Pure Business Group, which specialized in civil legal claims, is now in administration along with seven connected entities. The firm employed 256 people in total, with 203 of those immediately dismissed for “redundancy.” Liverpool Business News explains that Pure Business Group was comprised of two separate law firms, various claims management operations, a litigation funding arm, and more. There were nine limited entities in all. Administrators Robert Armstrong, James Saunders, and Michael Lemmon of Kroll Advisory will be serving as joint administrators. So far, they have taken steps to secure client files and protect financial assets. The administrators are also expected to work with industry regulators to preserve the rights of claimants. Rights to handle claims and WIP files has been secured. Claimants with active cases are being approached with the next steps.

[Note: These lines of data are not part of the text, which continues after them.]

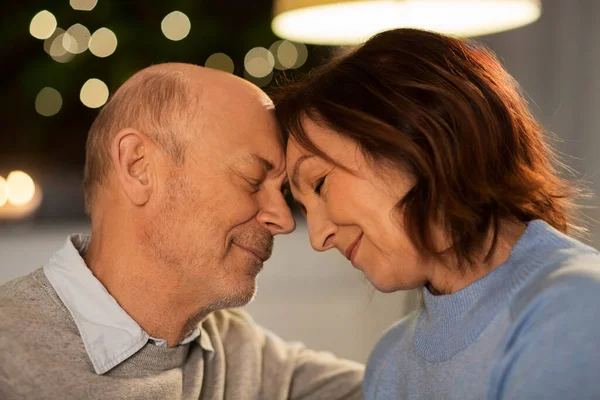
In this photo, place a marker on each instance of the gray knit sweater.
(42, 356)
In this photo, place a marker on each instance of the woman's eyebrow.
(296, 169)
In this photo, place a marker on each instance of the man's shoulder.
(29, 309)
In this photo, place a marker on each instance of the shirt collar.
(109, 334)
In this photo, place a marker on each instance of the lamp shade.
(335, 22)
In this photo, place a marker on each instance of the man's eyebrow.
(296, 169)
(253, 158)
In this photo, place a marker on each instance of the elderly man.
(183, 180)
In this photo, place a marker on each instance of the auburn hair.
(446, 111)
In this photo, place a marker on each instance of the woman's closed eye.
(254, 184)
(318, 185)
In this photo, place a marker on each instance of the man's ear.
(131, 154)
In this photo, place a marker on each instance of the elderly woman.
(416, 157)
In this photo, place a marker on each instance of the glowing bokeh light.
(176, 26)
(302, 55)
(77, 39)
(220, 61)
(48, 102)
(259, 62)
(50, 41)
(21, 188)
(94, 93)
(103, 43)
(287, 54)
(335, 22)
(42, 25)
(3, 191)
(83, 5)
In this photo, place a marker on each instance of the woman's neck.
(449, 277)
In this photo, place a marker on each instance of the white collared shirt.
(109, 334)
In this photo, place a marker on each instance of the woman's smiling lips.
(352, 248)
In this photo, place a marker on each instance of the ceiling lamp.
(335, 22)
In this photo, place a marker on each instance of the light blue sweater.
(530, 329)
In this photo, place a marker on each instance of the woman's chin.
(387, 284)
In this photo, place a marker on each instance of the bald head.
(158, 101)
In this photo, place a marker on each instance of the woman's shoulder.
(551, 350)
(575, 276)
(392, 340)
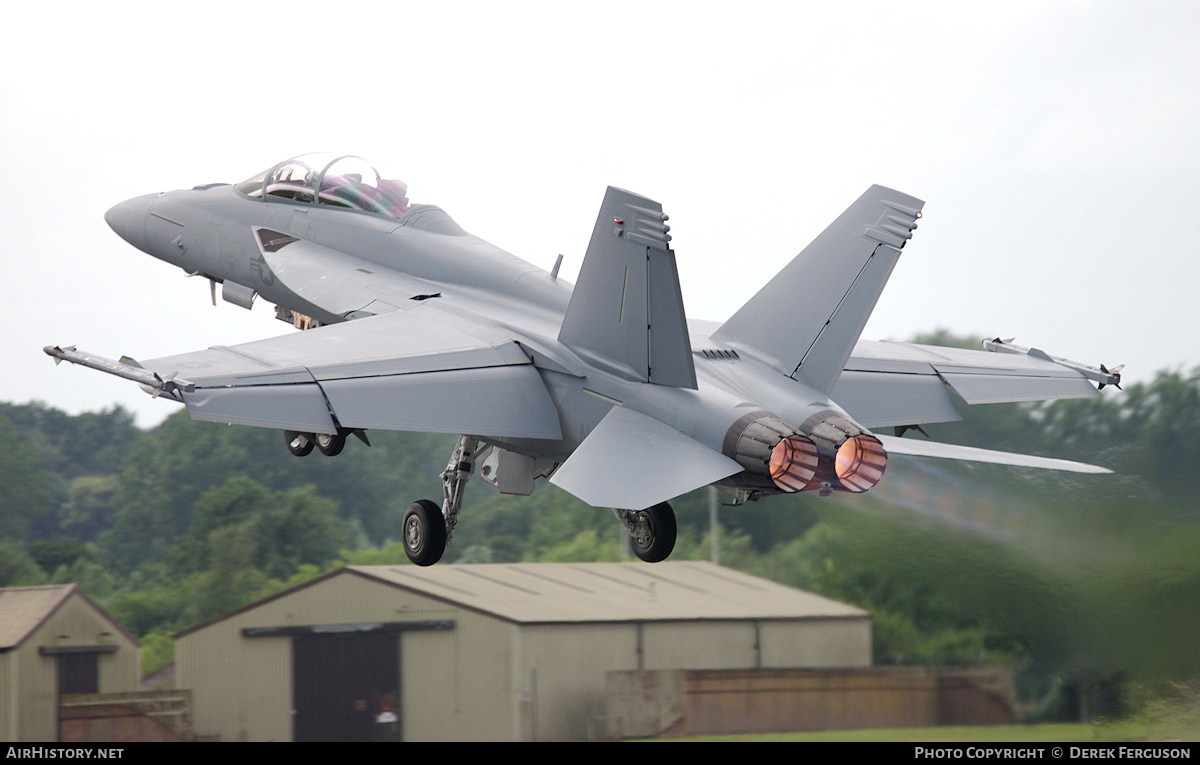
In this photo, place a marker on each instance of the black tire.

Key Witness in Tinder Trial Received $2 Million Before Trial

The Tinder trial is about to begin. One co-founder of the popular dating app is suing Barry Diller and his media holdings for an astronomical $2 billion—claiming that he was misled about Tinder’s true value. The New York Post details that a key witness in the case, former Tinder VP 0f finance James Kim, was paid the sum of $2 million before the trial began. He was allegedly offered a further $1 million if the court ruled against Diller and his companies. Partially redacted emails show that Kim negotiated the large payments with attorneys for Rad. There is nothing illegal about the payments to Kim. But that hasn’t stopped IAC (Diller’s media conglomerate, which also owns the Match Group family of dating apps) from implying impropriety or undue influence. Purportedly, Kim will testify that top brass at IAC pressured him to undervalue Tinder’s worth to investment bankers, as Match poised itself to add Tinder to its app roster in 2017. Plaintiff Sean Rad, along with other co-founders of Tinder, have stated that the bankers involved grossly undervalued the worth of Tinder at $3 billion. Without citing a specific figure, they claim it should have been far more. The undervaluation allegedly led IAC et al to cheat Rad and other co-founders out of billions. The funds paid to Kim were provided by an unnamed litigation funder. New York Supreme Court judge Joel Cohen stated that while payments to Kim are allowable within the law, such payments may approach the line between “legitimate” legal finance and an illegal payment of witnesses—but was clear in stating that the line was not crossed. Predictions abound that the case will settle for between $300-700 million, but we'll have to wait and see how the case pans out.